し かし、介護保険制度以降に増加した社会福祉法人の理事や理事長には、地方議員が多く、介護資格も経験もないその妻や息子、天下り公務員が施設長、事務長というところも少なくない。そのような素人理事長、天下り施設長に難しい福祉ケースに対応する能力はないが、その年収は介護福祉のプロの施設長よりも高く、施設長室で新聞を読んでいるだけで、1000万円、1500万円という話も聞く。その人数は全国で数千人、その人件費だけで年間数百億円に及ぶ。

 彼らには自治体からの指導も監査もない。
 ある政令指定都市の第三セクターの社会福祉法人では、理事長職が社会保障関連局長の天下りポストとなっている。その理事長が法令を無視して勝手に資金運用し三~四億円規模の莫大な損失を出したが、何のお咎めもない。遊興費を社会福祉法人につけ回したり、副市長を勝手に顧問にして毎月五〇万円もの顧問料を渡していたという人もいる。自身の政治活動の支援者や公務員仲間の親を優先入所させるように、現場に指示をしている人も多いと聞く。
 このような議員の家族や天下り公務員のための特別な施設長資格が、厚労省の関連機関で半年程度の通信教育で取得ができるというのは、いかに国や自治体が介護や福祉の専門性を軽視しているのか、その闇の深さがわかるだろう。
 介護スタッフの労働環境が劣悪なのは誰の責任なのか。介護スタッフが頑張っても給与や待遇が改善されないのはなぜなのか。その元凶である政治家や公務員、理事長、経営者が集まって、「特養ホームが足りない」「介護スタッフの不足は、介護報酬が低いのが原因だ」「介護スタッフの給与を上げろ」とアピールするのは、欺瞞以外の何ものでもない。

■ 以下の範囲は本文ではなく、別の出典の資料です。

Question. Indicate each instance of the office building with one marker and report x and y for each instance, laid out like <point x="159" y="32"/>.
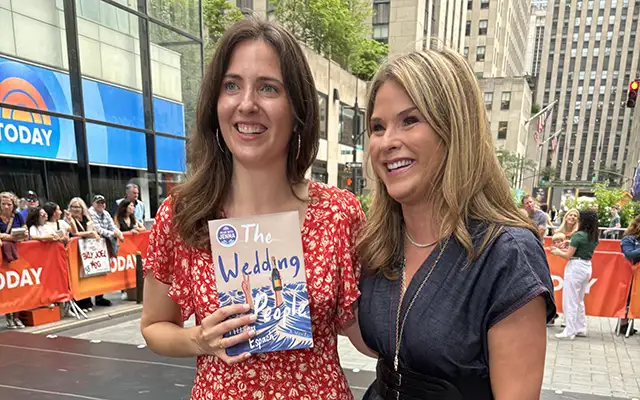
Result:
<point x="591" y="54"/>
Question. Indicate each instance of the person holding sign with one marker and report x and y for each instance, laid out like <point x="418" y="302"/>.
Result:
<point x="456" y="290"/>
<point x="257" y="133"/>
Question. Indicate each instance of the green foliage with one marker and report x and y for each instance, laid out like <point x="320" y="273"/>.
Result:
<point x="217" y="16"/>
<point x="365" y="201"/>
<point x="370" y="54"/>
<point x="605" y="198"/>
<point x="336" y="29"/>
<point x="511" y="163"/>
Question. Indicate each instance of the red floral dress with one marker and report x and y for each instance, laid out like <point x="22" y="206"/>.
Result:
<point x="331" y="222"/>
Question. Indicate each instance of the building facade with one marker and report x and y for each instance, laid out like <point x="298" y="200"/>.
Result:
<point x="96" y="94"/>
<point x="590" y="57"/>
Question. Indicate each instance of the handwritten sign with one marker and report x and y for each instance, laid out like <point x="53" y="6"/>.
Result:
<point x="259" y="260"/>
<point x="95" y="257"/>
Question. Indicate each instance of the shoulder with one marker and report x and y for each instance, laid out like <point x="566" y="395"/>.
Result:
<point x="340" y="202"/>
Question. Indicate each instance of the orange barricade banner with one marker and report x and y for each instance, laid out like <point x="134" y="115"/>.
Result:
<point x="36" y="279"/>
<point x="608" y="288"/>
<point x="603" y="244"/>
<point x="123" y="268"/>
<point x="634" y="306"/>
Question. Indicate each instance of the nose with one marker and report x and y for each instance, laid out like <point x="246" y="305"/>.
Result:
<point x="248" y="103"/>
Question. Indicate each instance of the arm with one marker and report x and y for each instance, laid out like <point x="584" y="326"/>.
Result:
<point x="517" y="347"/>
<point x="564" y="254"/>
<point x="351" y="329"/>
<point x="165" y="334"/>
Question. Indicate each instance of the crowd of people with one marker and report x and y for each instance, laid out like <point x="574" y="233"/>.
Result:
<point x="576" y="240"/>
<point x="34" y="218"/>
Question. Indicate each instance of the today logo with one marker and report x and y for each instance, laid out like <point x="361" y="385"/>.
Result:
<point x="24" y="127"/>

 近年、もう一つ、経営悪化の大きな要因となっているのが、「派遣業・紹介業」だ。
 この問題は、以下のコラムに詳しく述べているので、参照いただきたいが、介護の人材派遣料の総額は、介護関連だけでも500億円、病院などを含めると1000億円をこえる。
 これは有料老人ホームの紹介業も同じで、人材派遣料+紹介業に流れているお金は、少なくとも数千億円規模になるだろう。その原資は本来、正規の介護スタッフに支払われるはすだった介護報酬であり、その費用だけで介護報酬総額の2~3%に上る。それだけ介護サービス事業所の利益が削られ、正規職員として頑張っているスタッフの給与が抑えられているということだ。

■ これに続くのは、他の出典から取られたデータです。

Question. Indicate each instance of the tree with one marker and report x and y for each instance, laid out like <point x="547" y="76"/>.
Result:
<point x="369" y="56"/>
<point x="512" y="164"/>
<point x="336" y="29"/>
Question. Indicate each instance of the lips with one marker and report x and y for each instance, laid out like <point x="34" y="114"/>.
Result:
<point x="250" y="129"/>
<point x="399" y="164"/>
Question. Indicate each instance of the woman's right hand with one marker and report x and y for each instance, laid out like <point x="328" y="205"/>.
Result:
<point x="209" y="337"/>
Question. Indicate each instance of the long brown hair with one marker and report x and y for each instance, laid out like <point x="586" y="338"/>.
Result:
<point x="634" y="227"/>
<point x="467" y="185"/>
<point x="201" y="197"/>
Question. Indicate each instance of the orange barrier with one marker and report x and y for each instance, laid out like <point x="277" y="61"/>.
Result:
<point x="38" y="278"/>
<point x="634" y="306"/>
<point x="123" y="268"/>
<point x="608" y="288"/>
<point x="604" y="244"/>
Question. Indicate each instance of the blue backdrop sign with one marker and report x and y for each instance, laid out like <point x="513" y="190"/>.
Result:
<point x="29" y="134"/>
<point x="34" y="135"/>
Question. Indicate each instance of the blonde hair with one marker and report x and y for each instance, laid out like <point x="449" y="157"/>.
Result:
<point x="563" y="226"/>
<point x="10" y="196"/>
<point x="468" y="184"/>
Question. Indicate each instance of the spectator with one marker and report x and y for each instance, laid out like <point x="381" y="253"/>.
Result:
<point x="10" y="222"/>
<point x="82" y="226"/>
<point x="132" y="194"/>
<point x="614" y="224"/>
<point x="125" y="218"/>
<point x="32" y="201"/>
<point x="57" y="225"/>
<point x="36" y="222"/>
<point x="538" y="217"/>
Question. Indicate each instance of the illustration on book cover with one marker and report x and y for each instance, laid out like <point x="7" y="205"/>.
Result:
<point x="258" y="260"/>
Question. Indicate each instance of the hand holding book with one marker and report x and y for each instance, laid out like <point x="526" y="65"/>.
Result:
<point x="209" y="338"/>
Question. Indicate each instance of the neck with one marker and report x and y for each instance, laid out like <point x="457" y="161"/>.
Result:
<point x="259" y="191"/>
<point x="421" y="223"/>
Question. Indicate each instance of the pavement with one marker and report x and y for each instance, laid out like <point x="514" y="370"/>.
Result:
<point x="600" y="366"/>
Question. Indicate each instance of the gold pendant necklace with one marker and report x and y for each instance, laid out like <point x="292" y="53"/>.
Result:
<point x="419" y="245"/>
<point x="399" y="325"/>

 私は、介護報酬を上げてほしい、もう少し介護の専門性を評価してほしいと切に願っている。
 税金や保険料が上がっても、それが公平公正に、入居者の生活改善や介護に従事するスタッフに手当されているのであれば、まだ理解は得られるだろう。
 しかし、現状を見れば、介護報酬を上げたからといって、労働環境が改善されるわけでも、要介護高齢者の生活環境が改善されるわけでもない。その大半は一部の経営者、投資ファンド、天下り公務員、紹介派遣業者等に搾取されるだけだ。「高齢者住宅バブルが崩壊して高齢者住宅が不良債権になる」ではなく、「高齢者住宅はすでに不良債権化している」という意味がわかるだろう。
 その不良債権は、単純な金融債権ではない。社会保障費を搾取し、介護スタッフの過重労働、悲惨な生活を余儀なくされる要介護高齢者を増大させる、後後期高齢社会の足を引っ張る劣悪な不良資産になっている。そしてそれは、「一部の悪徳事業者」の話ではないのだ。